Embodiment	Coating	Water leaks
			CE D	Nothing	Do not pass through
10	A	Pass through
			11	B	Pass through
12	C	Pass through
			CE E	D	Do not pass through
13	E	Pass through
			14	F	Pass through
15	G	Pass through

In the case where not departing from the scope of the present invention and essence, of the invention predicts modification and change for this field It will be evident for technical staff.The present invention should not be so limited in the application to carry out schematically illustrating shown implementation Scheme.

Claims

1. the purposes that pair component fire prevention system is applied with Yu Haiyang, the system comprises：

A. froth bed, the froth bed include at least one fire-proof additive；With

B. non-porous structure sealant layer.

2. purposes according to claim 1, wherein the structural sealant has the overlapping of at least 250psi (1.7MPa) Shear strength.

3. purposes according to claim 1, wherein the froth bed includes open celled foam.

4. purposes according to claim 1, wherein the froth bed includes at least one of following：Polyurethane, silicon tree Fat and combination thereof.

5. purposes according to claim 1, wherein at least one fire-proof additive includes at least one of following： Endothermic compound, at charcoal and ablation compound, insulating compound, flame-retardant compound or intumescing compounds and their group It closes.

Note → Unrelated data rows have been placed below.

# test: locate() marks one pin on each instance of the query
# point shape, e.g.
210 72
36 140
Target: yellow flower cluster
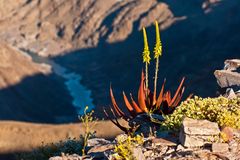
158 45
124 147
226 112
146 52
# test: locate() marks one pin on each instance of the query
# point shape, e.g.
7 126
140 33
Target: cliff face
28 90
50 27
100 40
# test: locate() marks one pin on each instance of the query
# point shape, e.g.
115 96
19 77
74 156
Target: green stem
146 82
155 79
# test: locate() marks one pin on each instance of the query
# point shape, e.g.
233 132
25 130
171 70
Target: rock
227 134
226 78
147 124
97 141
138 154
220 147
98 151
233 146
230 93
121 137
232 64
229 76
195 133
67 157
164 142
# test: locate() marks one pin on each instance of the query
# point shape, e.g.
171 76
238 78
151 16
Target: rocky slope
28 90
104 38
52 27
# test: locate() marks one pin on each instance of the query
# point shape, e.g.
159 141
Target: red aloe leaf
177 92
135 106
168 97
160 97
141 95
117 109
128 105
178 99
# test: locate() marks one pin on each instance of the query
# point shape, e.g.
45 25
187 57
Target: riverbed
80 94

6. purposes according to claim 1, wherein the non-porous structure sealant layer is selected from：Epoxy resin, phenolic resin, Carbamate, acrylate, acid imide, silicones and combination thereof.

7. a kind of method of anti-sealing substrate of fighting, the method includes

A. oceanic tectonic component is provided, the component includes (i) main surface, wherein the surface includes intersecting with the main surface Penetration portion, the main surface further includes the first attachment area being located at around the penetration portion periphery, and (ii) penetrator Body, the object that penetrates have the second attachment area, wherein the penetrator body passes through the penetration portion and extends beyond described The main surface of oceanic tectonic component；

B. it will be inserted into the penetration portion comprising the froth bed of at least one fire-proof additive；

C., non-porous structure sealant is applied to the master contacted with first attachment area and second attachment area Surface is to seal the penetration portion；And

D. cure the non-porous structure sealant.

8. according to the method described in claim 7, the wherein described structural sealant has the overlapping of at least 250psi (1.7MPa) Shear strength.

9. according to the method described in claim 7, to be fixedly attached to described first attached for the wherein described non-porous structure sealant layer Connect region and second attachment area.

10. according to the method described in claim 7, the wherein described froth bed includes open celled foam.

11. according to the method described in claim 7, the wherein described froth bed includes at least one of following：Polyurethane, silicon tree Fat and combination thereof.

12. according to the method described in claim 7, wherein described at least one fire-proof additive include it is following at least one Kind：Endothermic compound, at charcoal and ablation compound, insulating compound, flame-retardant compound or intumescing compounds and they Combination.

13. according to the method described in claim 7, the wherein described non-porous structure sealant layer is selected from：Epoxy resin, phenolic aldehyde tree Fat, carbamate, acrylate, acid imide, silicones and combination thereof.

14. a kind of fire prevention component, including：

A. froth bed, the froth bed include at least one fire-proof additive；

B. non-porous structure sealant layer；With

C. include the oceanic tectonic component of penetration portion.